On-chip real-time impedance monitoring of hiPSC-derived and artificial basement membrane-supported endothelium

by Selleckchem | Jul 05 2023

Recent advances have shown the high sensibility of electrochemical impedance spectroscopy in real-time monitoring of cell barriers on a chip. Here, we applied this method to the investigation of human induced pluripotent stem cell (hiPSC) derived and artificial basement membrane (ABM) supported endothelial barrier. The ABM was obtained by self-assembling type IV collagen and laminin with a monolayer of crosslinked gelatin nanofibers. The hiPSCs were differentiated into brain microvascular endothelial cells (BMECs) and then plated on the ABM. After incubation for two days, the ABM-BMEC assembly was placed as a tissue insert into a microfluidic device for culture and real-time impedance monitoring over days. We found a significantly enhanced stability of the BMEC barrier in a serum-free and bromodeoxyuridine (BrdU) containing culture medium compared to the conventional culture due to the restricted cell proliferation. We also found that the BMEC barrier was sensitive to stimuli such as thrombin and that the change of the barrier impedance was mainly due to the change of the cell layer resistance. We can thus advocate this method to investigate the integrity of the cell barrier and the barrier-based assays.

Comments:

The recent study applied electrochemical impedance spectroscopy (EIS) to monitor cell barriers on a chip, specifically focusing on human induced pluripotent stem cell (hiPSC)-derived endothelial barriers supported by an artificial basement membrane (ABM). The ABM was created using a combination of type IV collagen, laminin, and crosslinked gelatin nanofibers.

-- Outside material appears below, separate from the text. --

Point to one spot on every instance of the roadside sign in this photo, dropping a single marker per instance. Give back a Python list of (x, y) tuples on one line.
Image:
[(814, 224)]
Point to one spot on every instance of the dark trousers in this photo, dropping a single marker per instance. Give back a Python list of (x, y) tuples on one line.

In the experiment, hiPSCs were differentiated into brain microvascular endothelial cells (BMECs) and seeded onto the ABM. After a two-day incubation period, the ABM-BMEC assembly was inserted into a microfluidic device for culture and real-time impedance monitoring over several days. This allowed the researchers to observe and analyze the stability and integrity of the BMEC barrier over time.

One notable finding was that the BMEC barrier exhibited significantly enhanced stability when cultured in a serum-free medium containing bromodeoxyuridine (BrdU), which restricted cell proliferation. This contrasts with conventional culture conditions that support more robust cell growth. The restricted cell proliferation contributed to the improved stability of the BMEC barrier.

Furthermore, the researchers discovered that the BMEC barrier responded sensitively to stimuli such as thrombin. This means that when exposed to thrombin, the impedance of the barrier changed, primarily due to alterations in the resistance of the cell layer. This suggests that EIS can serve as a valuable tool to investigate the integrity of the cell barrier and to perform barrier-based assays.

In summary, the study highlights the utility of electrochemical impedance spectroscopy for real-time monitoring of cell barriers on a chip. By employing this method, the researchers were able to study the stability of the hiPSC-derived endothelial barrier on the ABM, demonstrate the benefits of serum-free and BrdU-containing culture conditions, and observe the sensitivity of the barrier to external stimuli like thrombin. These findings support the application of EIS in investigating cell barriers and conducting barrier-based assays.